Vielleicht kennt sich da jmd von euch aus und möchte/kann es mir erklären?
Oder ist es besser mir eine Elgato Game Capture zu besorgen und über einen 2ten PC streamen?
Mit lieben Grüßen 

Hardware:
Asus Z170 Pro Gaming
i5-6600k
MsI Seahawk gtx 1080
Corsair Dominator DDR4- 3000 16 GB Ram
240 GB M.2 + 240 GB SSD + 1 TB HDD
Be quiet Dark Power Pro 11 750W


----------



## HisN (29. Mai 2017)

Naja, h264 ist begrenzt auf 4096 Pixel Breite, wenn ich mich recht erinnere.
D.h. wenn Du drei Monitore mit 5760x1080er Auflösung hast, bist Du angeschissen, solange Du h264 benutzt.
Was möchtest Du denn, das bei den Zusehern, die einen 1920 Pixel breiten Bildschirm haben, am Ende ankommt?
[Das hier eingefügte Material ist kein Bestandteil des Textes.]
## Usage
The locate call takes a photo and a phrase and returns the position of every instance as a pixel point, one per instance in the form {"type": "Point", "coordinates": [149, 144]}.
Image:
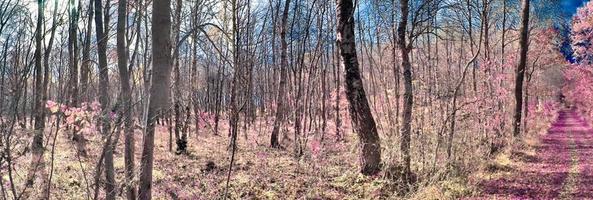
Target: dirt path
{"type": "Point", "coordinates": [561, 169]}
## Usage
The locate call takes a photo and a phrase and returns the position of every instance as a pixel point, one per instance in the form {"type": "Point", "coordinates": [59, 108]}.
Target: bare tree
{"type": "Point", "coordinates": [362, 118]}
{"type": "Point", "coordinates": [159, 91]}
{"type": "Point", "coordinates": [280, 104]}
{"type": "Point", "coordinates": [520, 72]}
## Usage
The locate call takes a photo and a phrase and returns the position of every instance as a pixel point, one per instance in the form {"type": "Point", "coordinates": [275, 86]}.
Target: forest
{"type": "Point", "coordinates": [296, 99]}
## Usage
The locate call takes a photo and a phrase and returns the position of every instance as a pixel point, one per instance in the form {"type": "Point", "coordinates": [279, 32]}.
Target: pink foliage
{"type": "Point", "coordinates": [582, 34]}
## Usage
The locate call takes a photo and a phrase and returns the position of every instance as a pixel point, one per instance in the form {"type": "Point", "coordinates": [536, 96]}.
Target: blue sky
{"type": "Point", "coordinates": [570, 6]}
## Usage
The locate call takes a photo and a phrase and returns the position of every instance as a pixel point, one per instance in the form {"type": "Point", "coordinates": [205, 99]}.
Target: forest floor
{"type": "Point", "coordinates": [559, 167]}
{"type": "Point", "coordinates": [555, 165]}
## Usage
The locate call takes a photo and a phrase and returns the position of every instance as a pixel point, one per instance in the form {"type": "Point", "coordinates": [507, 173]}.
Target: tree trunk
{"type": "Point", "coordinates": [159, 92]}
{"type": "Point", "coordinates": [104, 100]}
{"type": "Point", "coordinates": [408, 93]}
{"type": "Point", "coordinates": [362, 118]}
{"type": "Point", "coordinates": [520, 72]}
{"type": "Point", "coordinates": [73, 55]}
{"type": "Point", "coordinates": [126, 98]}
{"type": "Point", "coordinates": [37, 161]}
{"type": "Point", "coordinates": [85, 66]}
{"type": "Point", "coordinates": [280, 112]}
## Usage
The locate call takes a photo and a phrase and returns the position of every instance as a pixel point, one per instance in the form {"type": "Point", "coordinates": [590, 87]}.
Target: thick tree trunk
{"type": "Point", "coordinates": [280, 112]}
{"type": "Point", "coordinates": [86, 62]}
{"type": "Point", "coordinates": [408, 91]}
{"type": "Point", "coordinates": [104, 100]}
{"type": "Point", "coordinates": [37, 161]}
{"type": "Point", "coordinates": [159, 92]}
{"type": "Point", "coordinates": [126, 98]}
{"type": "Point", "coordinates": [520, 72]}
{"type": "Point", "coordinates": [73, 55]}
{"type": "Point", "coordinates": [362, 118]}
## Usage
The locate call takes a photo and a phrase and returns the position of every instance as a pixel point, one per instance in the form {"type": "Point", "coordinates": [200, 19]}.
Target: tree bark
{"type": "Point", "coordinates": [104, 100]}
{"type": "Point", "coordinates": [408, 91]}
{"type": "Point", "coordinates": [520, 72]}
{"type": "Point", "coordinates": [126, 98]}
{"type": "Point", "coordinates": [73, 55]}
{"type": "Point", "coordinates": [280, 112]}
{"type": "Point", "coordinates": [362, 118]}
{"type": "Point", "coordinates": [159, 92]}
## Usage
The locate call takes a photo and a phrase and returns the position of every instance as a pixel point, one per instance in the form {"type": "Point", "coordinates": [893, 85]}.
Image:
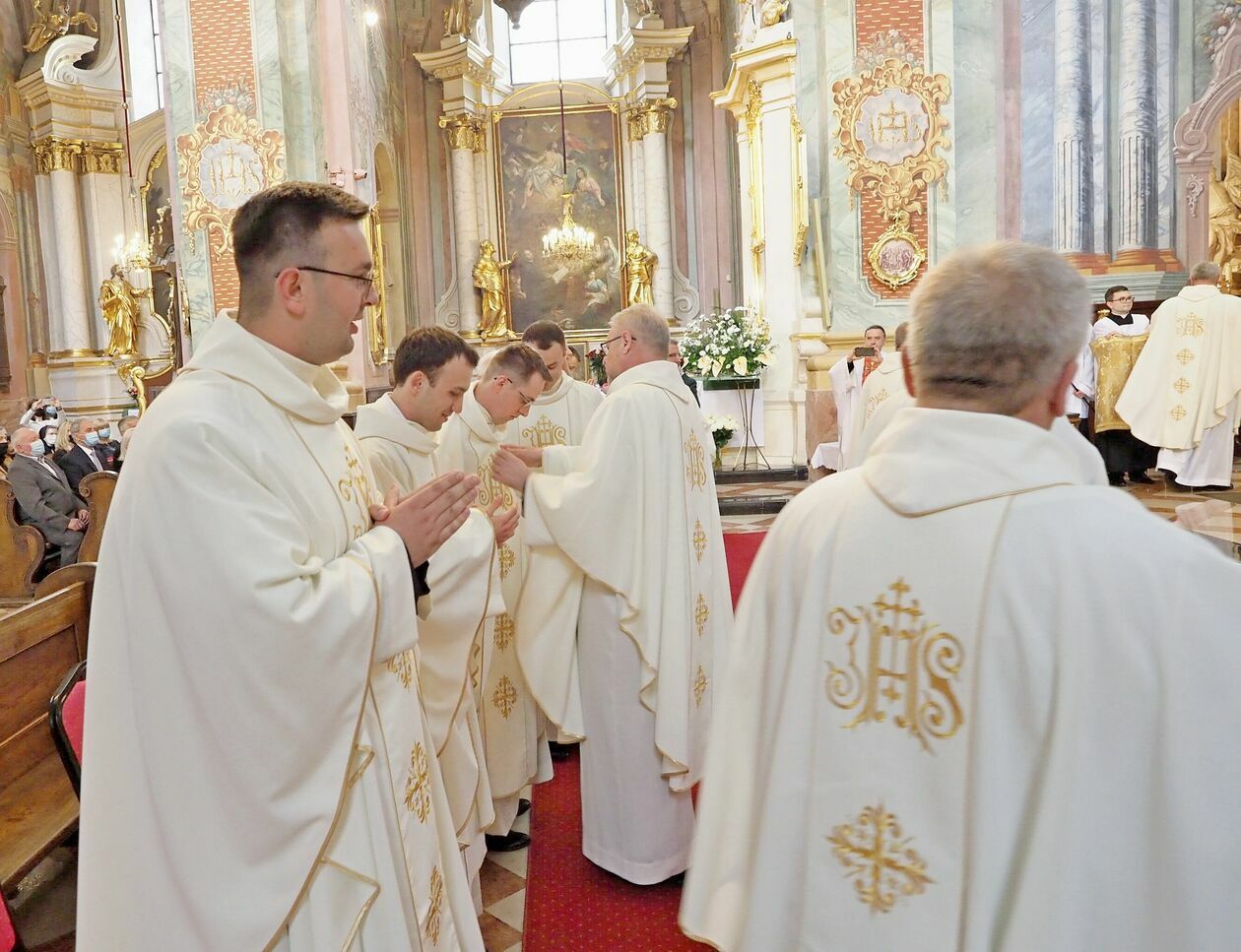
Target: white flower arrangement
{"type": "Point", "coordinates": [730, 343]}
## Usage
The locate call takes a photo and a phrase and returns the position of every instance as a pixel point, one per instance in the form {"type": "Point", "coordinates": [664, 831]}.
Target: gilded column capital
{"type": "Point", "coordinates": [56, 154]}
{"type": "Point", "coordinates": [464, 132]}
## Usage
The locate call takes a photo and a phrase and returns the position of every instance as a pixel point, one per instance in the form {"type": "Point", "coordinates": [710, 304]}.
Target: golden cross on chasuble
{"type": "Point", "coordinates": [896, 662]}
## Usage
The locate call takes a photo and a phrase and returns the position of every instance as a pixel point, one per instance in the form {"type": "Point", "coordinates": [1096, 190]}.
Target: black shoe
{"type": "Point", "coordinates": [514, 841]}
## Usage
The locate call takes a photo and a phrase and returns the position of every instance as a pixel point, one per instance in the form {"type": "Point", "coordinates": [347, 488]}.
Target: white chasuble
{"type": "Point", "coordinates": [464, 591]}
{"type": "Point", "coordinates": [935, 733]}
{"type": "Point", "coordinates": [516, 755]}
{"type": "Point", "coordinates": [261, 774]}
{"type": "Point", "coordinates": [1188, 376]}
{"type": "Point", "coordinates": [634, 512]}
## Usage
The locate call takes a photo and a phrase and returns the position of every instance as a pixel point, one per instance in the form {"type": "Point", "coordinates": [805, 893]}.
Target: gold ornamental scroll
{"type": "Point", "coordinates": [1115, 357]}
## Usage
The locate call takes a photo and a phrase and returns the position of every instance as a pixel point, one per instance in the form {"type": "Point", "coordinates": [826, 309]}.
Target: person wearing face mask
{"type": "Point", "coordinates": [87, 452]}
{"type": "Point", "coordinates": [44, 499]}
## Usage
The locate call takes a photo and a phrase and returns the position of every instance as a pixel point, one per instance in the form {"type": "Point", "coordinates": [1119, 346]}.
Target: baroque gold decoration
{"type": "Point", "coordinates": [896, 256]}
{"type": "Point", "coordinates": [228, 158]}
{"type": "Point", "coordinates": [464, 131]}
{"type": "Point", "coordinates": [891, 132]}
{"type": "Point", "coordinates": [504, 696]}
{"type": "Point", "coordinates": [53, 23]}
{"type": "Point", "coordinates": [639, 271]}
{"type": "Point", "coordinates": [417, 785]}
{"type": "Point", "coordinates": [897, 663]}
{"type": "Point", "coordinates": [877, 856]}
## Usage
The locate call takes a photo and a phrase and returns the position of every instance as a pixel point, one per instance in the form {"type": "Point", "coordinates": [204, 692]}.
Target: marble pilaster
{"type": "Point", "coordinates": [1074, 159]}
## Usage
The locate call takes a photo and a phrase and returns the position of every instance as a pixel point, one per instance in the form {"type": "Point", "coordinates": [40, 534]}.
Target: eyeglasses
{"type": "Point", "coordinates": [365, 279]}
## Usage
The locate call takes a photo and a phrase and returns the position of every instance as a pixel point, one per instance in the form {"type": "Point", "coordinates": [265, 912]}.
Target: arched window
{"type": "Point", "coordinates": [583, 41]}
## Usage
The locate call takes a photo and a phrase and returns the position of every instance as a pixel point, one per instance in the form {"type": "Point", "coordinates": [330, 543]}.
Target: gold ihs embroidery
{"type": "Point", "coordinates": [355, 488]}
{"type": "Point", "coordinates": [695, 463]}
{"type": "Point", "coordinates": [545, 433]}
{"type": "Point", "coordinates": [417, 785]}
{"type": "Point", "coordinates": [898, 663]}
{"type": "Point", "coordinates": [504, 629]}
{"type": "Point", "coordinates": [877, 856]}
{"type": "Point", "coordinates": [504, 696]}
{"type": "Point", "coordinates": [507, 558]}
{"type": "Point", "coordinates": [434, 912]}
{"type": "Point", "coordinates": [402, 666]}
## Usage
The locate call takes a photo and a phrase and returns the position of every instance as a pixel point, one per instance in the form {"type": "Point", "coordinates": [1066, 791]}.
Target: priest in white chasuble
{"type": "Point", "coordinates": [848, 375]}
{"type": "Point", "coordinates": [880, 398]}
{"type": "Point", "coordinates": [513, 731]}
{"type": "Point", "coordinates": [631, 510]}
{"type": "Point", "coordinates": [1182, 395]}
{"type": "Point", "coordinates": [261, 774]}
{"type": "Point", "coordinates": [432, 371]}
{"type": "Point", "coordinates": [561, 413]}
{"type": "Point", "coordinates": [948, 723]}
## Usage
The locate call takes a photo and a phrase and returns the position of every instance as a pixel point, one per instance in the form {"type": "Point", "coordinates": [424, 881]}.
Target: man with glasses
{"type": "Point", "coordinates": [261, 775]}
{"type": "Point", "coordinates": [630, 519]}
{"type": "Point", "coordinates": [514, 736]}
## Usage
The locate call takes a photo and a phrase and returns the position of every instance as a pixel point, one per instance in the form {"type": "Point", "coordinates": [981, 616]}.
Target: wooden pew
{"type": "Point", "coordinates": [38, 810]}
{"type": "Point", "coordinates": [96, 489]}
{"type": "Point", "coordinates": [22, 551]}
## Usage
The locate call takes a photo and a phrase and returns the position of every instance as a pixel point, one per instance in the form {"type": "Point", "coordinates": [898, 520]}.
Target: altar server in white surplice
{"type": "Point", "coordinates": [633, 510]}
{"type": "Point", "coordinates": [513, 734]}
{"type": "Point", "coordinates": [261, 771]}
{"type": "Point", "coordinates": [1184, 390]}
{"type": "Point", "coordinates": [432, 371]}
{"type": "Point", "coordinates": [948, 723]}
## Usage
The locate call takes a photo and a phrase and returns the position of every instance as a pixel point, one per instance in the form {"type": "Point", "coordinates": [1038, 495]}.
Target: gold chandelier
{"type": "Point", "coordinates": [569, 242]}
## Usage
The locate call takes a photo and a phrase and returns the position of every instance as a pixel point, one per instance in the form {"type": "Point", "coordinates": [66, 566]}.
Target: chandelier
{"type": "Point", "coordinates": [569, 242]}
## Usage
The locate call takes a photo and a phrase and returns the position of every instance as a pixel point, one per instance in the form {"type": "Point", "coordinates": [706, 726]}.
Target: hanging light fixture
{"type": "Point", "coordinates": [568, 242]}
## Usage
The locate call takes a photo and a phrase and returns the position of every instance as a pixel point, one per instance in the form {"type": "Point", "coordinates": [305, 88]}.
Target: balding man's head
{"type": "Point", "coordinates": [635, 336]}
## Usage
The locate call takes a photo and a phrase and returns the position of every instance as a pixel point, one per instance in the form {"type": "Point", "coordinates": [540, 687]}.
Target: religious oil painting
{"type": "Point", "coordinates": [578, 295]}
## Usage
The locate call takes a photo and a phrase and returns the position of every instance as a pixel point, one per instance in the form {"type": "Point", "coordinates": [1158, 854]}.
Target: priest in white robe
{"type": "Point", "coordinates": [633, 512]}
{"type": "Point", "coordinates": [261, 775]}
{"type": "Point", "coordinates": [972, 732]}
{"type": "Point", "coordinates": [1183, 393]}
{"type": "Point", "coordinates": [513, 732]}
{"type": "Point", "coordinates": [846, 376]}
{"type": "Point", "coordinates": [432, 371]}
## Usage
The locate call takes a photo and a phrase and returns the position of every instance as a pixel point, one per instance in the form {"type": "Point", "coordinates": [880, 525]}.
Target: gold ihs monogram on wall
{"type": "Point", "coordinates": [897, 665]}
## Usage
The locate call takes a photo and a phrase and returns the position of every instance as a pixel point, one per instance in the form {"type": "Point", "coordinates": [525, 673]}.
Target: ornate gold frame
{"type": "Point", "coordinates": [897, 231]}
{"type": "Point", "coordinates": [896, 186]}
{"type": "Point", "coordinates": [228, 122]}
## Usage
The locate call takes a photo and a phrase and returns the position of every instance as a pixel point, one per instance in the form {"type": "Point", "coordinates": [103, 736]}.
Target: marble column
{"type": "Point", "coordinates": [658, 237]}
{"type": "Point", "coordinates": [1074, 157]}
{"type": "Point", "coordinates": [71, 327]}
{"type": "Point", "coordinates": [1139, 201]}
{"type": "Point", "coordinates": [463, 134]}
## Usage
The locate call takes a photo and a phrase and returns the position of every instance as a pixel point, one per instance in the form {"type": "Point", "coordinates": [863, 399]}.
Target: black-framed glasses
{"type": "Point", "coordinates": [365, 279]}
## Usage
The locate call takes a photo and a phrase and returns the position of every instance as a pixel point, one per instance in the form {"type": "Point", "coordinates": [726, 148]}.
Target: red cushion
{"type": "Point", "coordinates": [73, 715]}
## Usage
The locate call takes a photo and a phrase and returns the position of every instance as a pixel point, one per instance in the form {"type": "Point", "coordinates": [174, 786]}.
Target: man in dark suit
{"type": "Point", "coordinates": [674, 353]}
{"type": "Point", "coordinates": [43, 496]}
{"type": "Point", "coordinates": [87, 452]}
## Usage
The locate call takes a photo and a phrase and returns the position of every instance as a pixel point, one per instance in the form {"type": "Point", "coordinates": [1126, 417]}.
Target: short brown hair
{"type": "Point", "coordinates": [429, 349]}
{"type": "Point", "coordinates": [543, 334]}
{"type": "Point", "coordinates": [277, 220]}
{"type": "Point", "coordinates": [518, 361]}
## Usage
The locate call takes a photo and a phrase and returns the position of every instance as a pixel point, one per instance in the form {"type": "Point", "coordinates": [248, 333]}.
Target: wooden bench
{"type": "Point", "coordinates": [38, 644]}
{"type": "Point", "coordinates": [96, 489]}
{"type": "Point", "coordinates": [22, 551]}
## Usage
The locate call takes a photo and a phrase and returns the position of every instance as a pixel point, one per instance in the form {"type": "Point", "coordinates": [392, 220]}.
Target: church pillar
{"type": "Point", "coordinates": [1074, 153]}
{"type": "Point", "coordinates": [1137, 200]}
{"type": "Point", "coordinates": [657, 198]}
{"type": "Point", "coordinates": [466, 137]}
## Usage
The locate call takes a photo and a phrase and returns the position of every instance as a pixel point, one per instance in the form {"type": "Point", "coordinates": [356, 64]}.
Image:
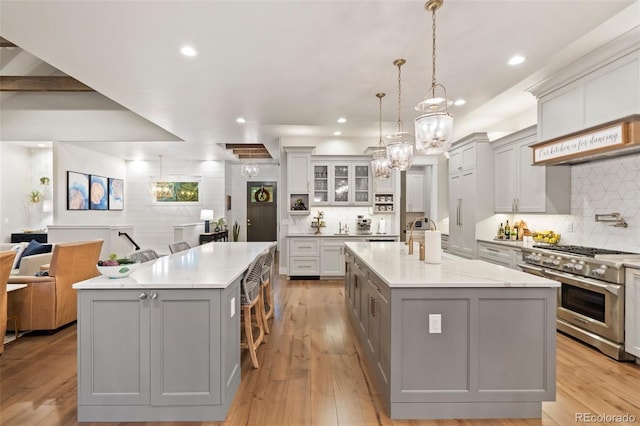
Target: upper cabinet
{"type": "Point", "coordinates": [298, 179]}
{"type": "Point", "coordinates": [298, 163]}
{"type": "Point", "coordinates": [341, 183]}
{"type": "Point", "coordinates": [520, 187]}
{"type": "Point", "coordinates": [601, 87]}
{"type": "Point", "coordinates": [415, 193]}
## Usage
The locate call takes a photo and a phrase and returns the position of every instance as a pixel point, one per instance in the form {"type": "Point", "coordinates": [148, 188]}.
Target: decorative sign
{"type": "Point", "coordinates": [599, 140]}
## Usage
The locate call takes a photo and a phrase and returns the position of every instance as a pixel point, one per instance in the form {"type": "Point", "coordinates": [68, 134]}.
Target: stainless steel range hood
{"type": "Point", "coordinates": [612, 139]}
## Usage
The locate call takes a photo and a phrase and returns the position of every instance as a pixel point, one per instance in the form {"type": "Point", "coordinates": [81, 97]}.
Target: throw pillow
{"type": "Point", "coordinates": [19, 249]}
{"type": "Point", "coordinates": [34, 247]}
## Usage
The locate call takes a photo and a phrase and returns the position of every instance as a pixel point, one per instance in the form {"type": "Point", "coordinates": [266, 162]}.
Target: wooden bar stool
{"type": "Point", "coordinates": [267, 288]}
{"type": "Point", "coordinates": [251, 299]}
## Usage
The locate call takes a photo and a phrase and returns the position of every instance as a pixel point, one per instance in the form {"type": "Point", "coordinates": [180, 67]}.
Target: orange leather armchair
{"type": "Point", "coordinates": [51, 301]}
{"type": "Point", "coordinates": [6, 263]}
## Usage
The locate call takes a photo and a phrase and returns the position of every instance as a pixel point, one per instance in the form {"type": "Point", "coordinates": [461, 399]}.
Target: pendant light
{"type": "Point", "coordinates": [400, 147]}
{"type": "Point", "coordinates": [380, 163]}
{"type": "Point", "coordinates": [434, 128]}
{"type": "Point", "coordinates": [249, 168]}
{"type": "Point", "coordinates": [161, 189]}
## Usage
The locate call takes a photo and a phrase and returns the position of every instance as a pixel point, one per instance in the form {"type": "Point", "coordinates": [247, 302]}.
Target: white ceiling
{"type": "Point", "coordinates": [290, 68]}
Ein langer breiter Strich in der Mitte vom Bildschirm wird das sein. Und das so eine hohe Auflösung auch verdammt viel Bandbreite braucht ... das muss ich Dir wohl nicht erst sagen^^. 
D.h. wenn Du 3500bit Bandbreite von Deinem Streaming-Anbieter bekommst, dann ist das einfach mal zu wenig um die hohe Auflösung vernünftig zu übertragen. Natürlich sieht das ******** aus.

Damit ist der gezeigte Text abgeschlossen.